With increased restrictions to abortion care, the risk is more legal than it is medical. People who terminate their own pregnancies or those assisting them may be targeted, reported, prosecuted, or even jailed. Low-income people, people of color, and immigrant people disproportionately face this risk. In 2015, an Indian woman in Indiana, Purvi Patel, was sentenced to 20 years in prison for inducing her own abortion. Fortunately, her conviction was eventually overturned. The Self-Induced Abortion Legal Team found at least 21 arrests related to alleged self-managed abortions in the United States. These prosecutions are politically motivated, often using antiquated laws.

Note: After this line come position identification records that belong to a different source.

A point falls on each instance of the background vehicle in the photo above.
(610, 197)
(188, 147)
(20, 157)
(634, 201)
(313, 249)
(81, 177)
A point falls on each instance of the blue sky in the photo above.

Unjust laws, abortion stigma, and deeply rooted health and economic inequalities create barriers for many people to make their own decisions about ending or continuing their own pregnancy. If people are turning to self-managed abortion because of the lack of access to medical care, because they feel unwelcome in a clinical setting, or are unable to navigate confusing laws that obscure reproductive options, then we must do better. We must advocate for better insurance coverage, for no restrictions on abortion access including telemedicine for abortion, and for the decriminalization of self-managed abortion.
We must also ensure that people are able to receive accurate and unbiased information about their options, including self-managed abortion. The FDA needs to remove the unnecessary requirement for medical providers to supply the mifepristone pill in office, allowing instead pharmacists to dispense it directly. As an abortion provider, I commend the work of organizations taking unique approaches to protect the health and safety of people who face barriers in accessing abortion and people who seek an abortion in the privacy of their own home.
Dr. Meera Shah, MD, MPH, MS is the Associate Medical Director of Planned Parenthood Hudson Peconic in New York and a fellow with the Physicians for Reproductive Health.